I am struggling with the following problem: Find the fundamental group of a space obtained by removing the unit circle from the x-y plane and z-axis from $\mathbb{R}^3$. I want to know what is the general strategy to solve problems like these. Any help will be greatly appreciated.
Regards, And
First, check if the space is homotopy equivalent to a more familiar space. In particular, see if the space deform retracts onto a simpler subspace. As BaronVT points out, $X=\mathbb{R}^3 \setminus (S^1 \cup \{\text{$z$-axis}\})$ deform retracts onto the (hollow) torus surrounding $S^1$. (If you're having trouble seeing this, try working with the space $Y=B^3 \setminus (S^1 \cup \{\text{$z$-axis}\})$, where $B^3 \subset \mathbb{R}^3$ is the unit ball; $X$ and $Y$ are homeomorphic.) It is often useful to imagine "pushing" the space away from whatever regions you've removed (say the $z$-axis) or "pulling" the space away from infinity (like in the deformation taking $\mathbb{R}^3$ to $B^3$).
For many problems like this, you want to divide up the space into subspaces whose fundamental groups are more easily computed. Then you can use van Kampen's theorem to amalgamate them to get $\pi_1$ of the original space.
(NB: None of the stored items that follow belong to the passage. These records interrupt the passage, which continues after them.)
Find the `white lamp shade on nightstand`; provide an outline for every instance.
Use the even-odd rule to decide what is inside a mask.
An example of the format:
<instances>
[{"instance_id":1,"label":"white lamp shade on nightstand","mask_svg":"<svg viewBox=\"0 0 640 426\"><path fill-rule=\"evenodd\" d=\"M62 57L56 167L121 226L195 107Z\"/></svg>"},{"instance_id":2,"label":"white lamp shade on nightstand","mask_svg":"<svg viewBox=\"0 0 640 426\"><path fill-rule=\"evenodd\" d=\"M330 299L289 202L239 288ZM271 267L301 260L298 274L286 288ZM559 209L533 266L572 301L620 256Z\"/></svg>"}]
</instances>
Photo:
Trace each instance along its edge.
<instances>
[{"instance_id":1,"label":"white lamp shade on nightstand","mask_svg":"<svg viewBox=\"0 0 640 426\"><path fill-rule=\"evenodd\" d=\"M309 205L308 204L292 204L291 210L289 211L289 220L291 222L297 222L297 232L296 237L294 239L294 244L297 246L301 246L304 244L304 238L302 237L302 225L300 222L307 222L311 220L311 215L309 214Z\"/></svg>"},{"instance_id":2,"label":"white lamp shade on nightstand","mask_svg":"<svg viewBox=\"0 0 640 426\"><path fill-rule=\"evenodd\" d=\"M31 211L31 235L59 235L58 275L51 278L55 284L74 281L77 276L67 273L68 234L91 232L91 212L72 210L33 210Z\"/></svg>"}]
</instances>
Instead of deforming the space or breaking it up into pieces, you can also try to take a different perspective on it. For example, if you imagine adding a point at infinity to close up the $z$-axis of $\mathbb{R}^3$, you get $S^3$. If you remove this "closed $z$-axis" and the unit circle in the $xy$-plane from $S^3$, you get the complement of a Hopf link in $S^3$. Then you could compute the fundemental group of the space using techniques specific to this new perspective, e.g. the Wirtinger presentation.